Do you have a family member who was held POW during WWII? Throughout the war, hundreds of thousands of Allied troops were captured and taken Prisoner of War. They were held in POW camps in Europe and Asia. Some died while being detained and others set free at the end of the war. This month we’re highlighting our UK, Allied Prisoners of War collection.

This collection covers the years 1939-1945 and contains information about WWII POWs, including where they were held and, in many cases, what happened to them. You can search for a specific POW camp or search by region.

These records have either been created or collected by the War Office. Here are just a few examples of what you might find in this collection:

POWs at Stalag 11B Welcome Liberators

Military officials interviewed a Japanese soldier named Norihiko Ozaki. He was an eyewitness to events that took place at the Ballale Island POW camp. In his interview, Ozaki related his observations and general conditions within the camp. His transcribed statement describes sickness among the prisoners, escape attempts, and executions. More than 500 POWs died on Ballale Island.

The POW camp Stalag Luft III, near the German town of Saga (now Żagań, Poland), became well known after the release of the movie “The Great Escape.” Royal Air Force pilot and prisoner Roger J. Bushell masterminded an escape plan from the camp. More than 600 prisoners dug tunnels in the sandy subsoil below the camp. They reinforced the tunnels with random pieces of wood they scavenged. On March 24th, 1944, 76 prisoners escaped; 73 of them were captured, and an infuriated Hitler ordered the execution of 50. The collection contains records on Stalag Luft III and other German POW prison camps.

On January 28, 1944, in a terrible incident of friendly fire, the USAAF bombed a railway bridge in Allerona, Italy. A train crossing the bridge was hit, destroying some cars and derailing others. Unbeknownst to the Air Force, the train was filled with more than 1,000 Allied POWs. Without transportation lists, it was difficult to determine the losses, but estimates range from 200-600. See documents and correspondence related to this incident.

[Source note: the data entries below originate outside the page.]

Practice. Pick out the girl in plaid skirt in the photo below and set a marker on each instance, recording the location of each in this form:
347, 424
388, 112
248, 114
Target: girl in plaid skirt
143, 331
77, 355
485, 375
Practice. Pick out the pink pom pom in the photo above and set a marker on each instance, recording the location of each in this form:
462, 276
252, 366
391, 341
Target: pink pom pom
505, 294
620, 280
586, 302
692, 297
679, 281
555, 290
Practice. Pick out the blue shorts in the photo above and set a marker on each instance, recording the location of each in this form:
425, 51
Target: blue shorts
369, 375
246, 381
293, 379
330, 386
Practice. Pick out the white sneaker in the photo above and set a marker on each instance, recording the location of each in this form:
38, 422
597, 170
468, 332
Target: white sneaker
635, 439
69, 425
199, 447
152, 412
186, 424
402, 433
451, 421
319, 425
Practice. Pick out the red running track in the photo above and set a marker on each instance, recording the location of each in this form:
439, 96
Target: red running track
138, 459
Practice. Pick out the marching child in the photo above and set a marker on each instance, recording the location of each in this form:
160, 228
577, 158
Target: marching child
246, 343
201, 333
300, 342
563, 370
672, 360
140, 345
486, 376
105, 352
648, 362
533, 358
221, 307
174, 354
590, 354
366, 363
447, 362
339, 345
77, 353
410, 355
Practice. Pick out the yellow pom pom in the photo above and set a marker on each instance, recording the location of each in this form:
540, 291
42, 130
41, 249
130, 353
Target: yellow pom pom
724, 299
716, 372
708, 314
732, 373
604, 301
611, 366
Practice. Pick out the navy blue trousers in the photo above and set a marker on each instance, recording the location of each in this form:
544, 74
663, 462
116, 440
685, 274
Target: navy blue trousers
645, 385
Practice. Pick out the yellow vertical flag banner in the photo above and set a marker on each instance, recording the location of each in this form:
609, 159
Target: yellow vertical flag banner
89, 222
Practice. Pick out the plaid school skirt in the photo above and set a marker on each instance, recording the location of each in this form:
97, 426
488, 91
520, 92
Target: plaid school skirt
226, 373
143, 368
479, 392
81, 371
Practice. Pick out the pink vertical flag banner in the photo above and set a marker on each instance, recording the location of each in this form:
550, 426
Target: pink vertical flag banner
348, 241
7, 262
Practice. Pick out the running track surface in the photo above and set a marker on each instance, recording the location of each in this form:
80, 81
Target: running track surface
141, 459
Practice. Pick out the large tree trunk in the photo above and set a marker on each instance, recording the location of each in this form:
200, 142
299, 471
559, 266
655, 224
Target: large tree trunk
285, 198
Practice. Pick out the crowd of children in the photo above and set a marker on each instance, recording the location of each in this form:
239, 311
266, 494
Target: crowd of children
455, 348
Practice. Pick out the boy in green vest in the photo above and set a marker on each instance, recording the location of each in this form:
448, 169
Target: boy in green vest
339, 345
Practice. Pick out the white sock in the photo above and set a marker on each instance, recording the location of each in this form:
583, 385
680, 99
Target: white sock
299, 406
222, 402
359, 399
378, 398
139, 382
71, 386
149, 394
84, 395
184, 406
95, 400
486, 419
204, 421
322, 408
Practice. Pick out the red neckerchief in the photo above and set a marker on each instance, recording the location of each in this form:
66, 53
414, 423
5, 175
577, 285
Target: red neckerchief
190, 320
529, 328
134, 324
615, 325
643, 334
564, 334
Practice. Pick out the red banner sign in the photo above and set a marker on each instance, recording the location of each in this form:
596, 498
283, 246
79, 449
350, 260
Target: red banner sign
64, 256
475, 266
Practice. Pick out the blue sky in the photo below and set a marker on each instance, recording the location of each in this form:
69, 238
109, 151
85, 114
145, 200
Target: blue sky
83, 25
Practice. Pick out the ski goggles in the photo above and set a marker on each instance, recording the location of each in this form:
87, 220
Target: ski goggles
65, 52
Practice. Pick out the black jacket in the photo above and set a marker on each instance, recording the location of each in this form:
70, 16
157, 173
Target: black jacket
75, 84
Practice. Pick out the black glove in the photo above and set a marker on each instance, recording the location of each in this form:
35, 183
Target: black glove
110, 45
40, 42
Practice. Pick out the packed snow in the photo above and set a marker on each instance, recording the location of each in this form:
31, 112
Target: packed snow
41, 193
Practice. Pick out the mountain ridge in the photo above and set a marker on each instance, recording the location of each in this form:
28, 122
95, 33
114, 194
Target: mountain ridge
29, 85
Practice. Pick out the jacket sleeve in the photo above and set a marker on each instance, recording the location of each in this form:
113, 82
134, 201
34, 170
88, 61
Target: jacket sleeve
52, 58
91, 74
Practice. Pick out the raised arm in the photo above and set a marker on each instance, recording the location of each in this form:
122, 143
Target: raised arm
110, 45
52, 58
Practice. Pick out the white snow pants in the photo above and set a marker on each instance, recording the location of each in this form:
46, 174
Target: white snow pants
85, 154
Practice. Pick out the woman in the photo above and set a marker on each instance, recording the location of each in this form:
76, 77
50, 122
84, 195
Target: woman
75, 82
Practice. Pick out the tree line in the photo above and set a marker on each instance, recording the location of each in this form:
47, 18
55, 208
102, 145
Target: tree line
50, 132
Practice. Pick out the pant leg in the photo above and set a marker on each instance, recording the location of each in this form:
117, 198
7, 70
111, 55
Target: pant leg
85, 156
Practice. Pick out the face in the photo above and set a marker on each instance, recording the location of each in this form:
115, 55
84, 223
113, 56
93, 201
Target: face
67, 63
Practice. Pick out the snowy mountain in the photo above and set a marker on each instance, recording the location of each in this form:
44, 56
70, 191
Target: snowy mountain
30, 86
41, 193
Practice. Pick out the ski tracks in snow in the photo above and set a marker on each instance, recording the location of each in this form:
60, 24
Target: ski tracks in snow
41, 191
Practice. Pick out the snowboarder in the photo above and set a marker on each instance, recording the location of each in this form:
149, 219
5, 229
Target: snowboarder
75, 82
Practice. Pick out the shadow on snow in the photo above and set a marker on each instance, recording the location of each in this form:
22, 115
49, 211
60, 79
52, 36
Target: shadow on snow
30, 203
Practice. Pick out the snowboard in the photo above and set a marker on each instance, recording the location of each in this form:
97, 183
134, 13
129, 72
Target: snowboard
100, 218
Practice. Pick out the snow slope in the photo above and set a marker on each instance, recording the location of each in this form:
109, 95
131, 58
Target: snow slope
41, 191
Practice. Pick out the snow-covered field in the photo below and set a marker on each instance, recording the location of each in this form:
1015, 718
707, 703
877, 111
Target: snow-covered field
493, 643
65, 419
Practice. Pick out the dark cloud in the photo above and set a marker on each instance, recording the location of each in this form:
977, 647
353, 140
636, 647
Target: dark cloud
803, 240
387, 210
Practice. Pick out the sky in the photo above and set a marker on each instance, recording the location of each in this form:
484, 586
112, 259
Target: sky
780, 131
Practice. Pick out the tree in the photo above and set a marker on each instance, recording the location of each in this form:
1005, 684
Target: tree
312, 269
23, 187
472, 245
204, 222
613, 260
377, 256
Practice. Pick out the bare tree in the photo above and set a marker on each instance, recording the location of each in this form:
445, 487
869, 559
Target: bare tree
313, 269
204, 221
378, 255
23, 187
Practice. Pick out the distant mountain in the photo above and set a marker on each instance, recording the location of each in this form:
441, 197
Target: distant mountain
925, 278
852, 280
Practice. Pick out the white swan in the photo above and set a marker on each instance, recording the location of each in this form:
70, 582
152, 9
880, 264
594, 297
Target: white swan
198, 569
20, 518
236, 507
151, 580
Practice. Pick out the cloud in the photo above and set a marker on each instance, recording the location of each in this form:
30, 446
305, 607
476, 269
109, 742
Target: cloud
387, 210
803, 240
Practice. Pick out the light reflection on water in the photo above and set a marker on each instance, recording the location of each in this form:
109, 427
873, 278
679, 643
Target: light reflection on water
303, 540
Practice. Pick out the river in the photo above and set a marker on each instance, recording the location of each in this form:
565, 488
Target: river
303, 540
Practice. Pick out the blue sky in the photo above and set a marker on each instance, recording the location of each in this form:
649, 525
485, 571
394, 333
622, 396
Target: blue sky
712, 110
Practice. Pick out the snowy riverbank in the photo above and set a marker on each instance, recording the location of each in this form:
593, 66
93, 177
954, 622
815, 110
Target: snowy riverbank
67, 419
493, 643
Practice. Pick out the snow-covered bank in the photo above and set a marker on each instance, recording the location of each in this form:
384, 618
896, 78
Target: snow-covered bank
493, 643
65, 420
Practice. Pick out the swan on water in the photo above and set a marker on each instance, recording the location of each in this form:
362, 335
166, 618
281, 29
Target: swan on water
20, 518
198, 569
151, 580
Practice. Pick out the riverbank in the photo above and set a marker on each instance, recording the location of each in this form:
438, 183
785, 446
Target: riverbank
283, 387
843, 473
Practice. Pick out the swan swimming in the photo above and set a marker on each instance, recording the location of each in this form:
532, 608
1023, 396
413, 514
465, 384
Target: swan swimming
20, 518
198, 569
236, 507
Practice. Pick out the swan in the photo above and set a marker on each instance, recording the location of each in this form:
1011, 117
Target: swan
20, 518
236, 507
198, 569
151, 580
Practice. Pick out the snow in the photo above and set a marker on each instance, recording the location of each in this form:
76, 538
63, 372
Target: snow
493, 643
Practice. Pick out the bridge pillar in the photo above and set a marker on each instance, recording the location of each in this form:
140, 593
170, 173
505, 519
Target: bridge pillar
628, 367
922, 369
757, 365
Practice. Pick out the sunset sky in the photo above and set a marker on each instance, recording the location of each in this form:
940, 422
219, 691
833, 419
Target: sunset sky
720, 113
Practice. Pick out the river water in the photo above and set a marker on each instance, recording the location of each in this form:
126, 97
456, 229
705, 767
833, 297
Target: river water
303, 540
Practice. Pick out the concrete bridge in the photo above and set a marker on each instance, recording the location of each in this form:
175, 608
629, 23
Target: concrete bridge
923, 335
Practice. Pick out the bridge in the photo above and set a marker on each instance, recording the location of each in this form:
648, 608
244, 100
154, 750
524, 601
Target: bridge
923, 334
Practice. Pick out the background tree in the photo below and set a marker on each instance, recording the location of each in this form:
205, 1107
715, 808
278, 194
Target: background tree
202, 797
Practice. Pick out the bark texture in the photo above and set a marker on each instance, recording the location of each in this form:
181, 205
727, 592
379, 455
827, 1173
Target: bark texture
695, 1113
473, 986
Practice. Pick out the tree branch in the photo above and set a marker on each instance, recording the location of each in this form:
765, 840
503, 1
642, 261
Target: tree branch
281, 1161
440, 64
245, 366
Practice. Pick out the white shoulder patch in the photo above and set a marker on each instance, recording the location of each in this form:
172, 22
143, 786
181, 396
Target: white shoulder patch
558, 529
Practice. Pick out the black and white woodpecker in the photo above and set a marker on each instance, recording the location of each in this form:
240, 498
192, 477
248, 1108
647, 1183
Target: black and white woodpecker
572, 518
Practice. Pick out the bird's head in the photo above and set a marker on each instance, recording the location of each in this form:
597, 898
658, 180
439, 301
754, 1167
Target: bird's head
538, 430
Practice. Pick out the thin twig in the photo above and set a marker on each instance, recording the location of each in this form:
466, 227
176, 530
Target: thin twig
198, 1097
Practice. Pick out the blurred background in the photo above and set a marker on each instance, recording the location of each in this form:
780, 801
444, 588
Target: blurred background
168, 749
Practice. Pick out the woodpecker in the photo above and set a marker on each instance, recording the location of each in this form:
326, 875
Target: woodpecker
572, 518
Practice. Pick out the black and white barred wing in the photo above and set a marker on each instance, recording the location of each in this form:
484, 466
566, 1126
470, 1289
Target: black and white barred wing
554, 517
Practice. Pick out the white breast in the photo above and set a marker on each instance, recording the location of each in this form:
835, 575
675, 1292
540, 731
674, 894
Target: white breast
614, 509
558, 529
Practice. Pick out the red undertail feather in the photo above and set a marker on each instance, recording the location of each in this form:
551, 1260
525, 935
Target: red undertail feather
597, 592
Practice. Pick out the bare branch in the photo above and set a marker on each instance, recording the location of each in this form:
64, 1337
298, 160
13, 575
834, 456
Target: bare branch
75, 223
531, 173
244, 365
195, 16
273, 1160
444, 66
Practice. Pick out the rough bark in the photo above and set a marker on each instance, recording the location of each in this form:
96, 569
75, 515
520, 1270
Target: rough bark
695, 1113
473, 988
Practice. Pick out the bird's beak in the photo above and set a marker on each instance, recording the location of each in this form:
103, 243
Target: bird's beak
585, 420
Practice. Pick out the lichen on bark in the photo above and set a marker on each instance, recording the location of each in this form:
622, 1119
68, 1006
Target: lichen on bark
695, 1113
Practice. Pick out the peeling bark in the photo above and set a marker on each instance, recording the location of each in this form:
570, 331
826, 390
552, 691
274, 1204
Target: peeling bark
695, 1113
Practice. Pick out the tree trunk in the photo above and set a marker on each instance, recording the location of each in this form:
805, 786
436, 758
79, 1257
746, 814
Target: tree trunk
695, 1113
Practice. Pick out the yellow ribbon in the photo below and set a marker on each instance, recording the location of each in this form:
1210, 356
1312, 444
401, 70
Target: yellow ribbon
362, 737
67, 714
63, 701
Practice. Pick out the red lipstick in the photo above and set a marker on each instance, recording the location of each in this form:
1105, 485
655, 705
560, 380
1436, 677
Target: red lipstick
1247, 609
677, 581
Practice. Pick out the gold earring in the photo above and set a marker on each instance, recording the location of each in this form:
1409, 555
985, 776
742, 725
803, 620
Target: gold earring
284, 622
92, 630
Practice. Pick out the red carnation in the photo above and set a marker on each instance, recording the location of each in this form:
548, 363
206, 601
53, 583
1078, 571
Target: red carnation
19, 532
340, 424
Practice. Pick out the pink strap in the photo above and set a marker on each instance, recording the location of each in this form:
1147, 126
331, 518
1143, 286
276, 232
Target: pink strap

To research more about these and other POW camps during WWII, start searching this collection today on Fold3!

57 Comments

  1. USAF was not called USAF till 1947.

  2. Prisco E Entines says:

    Am very traumatically scandalized that there is no complete and official records of World War 11 (WW2) PRISONERS OF WAR (POWS). Especially in the U.S. Commonwealth_PHILIPPINES. Of course there was/is the well_known Bataan Death March of April 9, 1942 where U.S. National_Filipino & American soldiers died. But actually there were three (3) three other “Death Maeches”, namely: (1) Davao, Mindanao; (2) Manila Death Marchers of those captured in Corregidor; & (3) Batangas POWs of those captured & detained at the Big Catholic Church. Some of whom were fortunately released by the Guards who misunderstood the Order. But the were made to March to a River and executed by a firing squad. It must be very importantly noted that the current Church where the Carmelites Monastery is attached was a burial place even of those who were intentionally buried alive. Similar to the incident in “Camp O’Donell” at Capaz, Tarlac, U.S. Commonwealth_Philippines where still living POWs were buried alive. With one very intriguing incident of a certain Pfc. Rabaja, whose brother Col. Mariano Rabaja was forced to join the “DEATH March” from Mariveles, Bataan till Capaz, Tarmac if only to look for his brother that luckily he found at Camp “O’Donnel” almost to be buried alive. Since Col. Mariano could speak Nippongo or Japanese language, he (Mariano) informed the Prison Guard that the “to_be_buried alive & POW was his brother. Thus he was spared. Unfortunately Col. Mariano got afflicted with Malaria. Effectively he (Col. Mariano) was sent home While his brother was left behind. Despite their long POW internment both was NEVER paid the $2.50/day incarceration benefit. Additionally without the mandated PROTOCOL Medical Examination Col. Mariano Rabaja had only TEN PERCENT (10%) Service_Connected Disability. Despite the fact that the 1966 Veterans Pension Act should have granted 100% ($ to $) Total & Permanent Service_Connected Disability at Age SIXTY_SIX (66) AUTOMATICALLY. That did NOT happen. Due to the “EX POST FACTO” ‘RIDER_PROVISION’ _ 107 SECTION, 38 U.S. CODE that by malicious SCHEME was passed as a law on FEB. 18, 1946 & while the PHILIPPINES was still a “UNITED STATES” COMMONWEALTH. Till, at least, July 4, 1946.Hence a very Serious “WAR” & “HATE_CRIME” that must be very stricly Decided by “GRAND JURY”. THANKS & MORE POWER.

    • Jane Spellman says:

      I agree . My Uncle Maurice P. Penan died in the Philippines. He suffered injuries in I think the Philippines the same day as Pearl Harbor . After that it is blurry . His name is omitted or misspelled on records as he was being shipped out . He was part of the Army Air Corps. My family never thought his
      remains came home . My father told me that WWII the Philippines was another Holocaust that has never been addressed. The Army Air Corps had different names during 1939-1942. I cannot believe the records are gone. I am waiting for results of DNA of my Uncle since Dec 2017.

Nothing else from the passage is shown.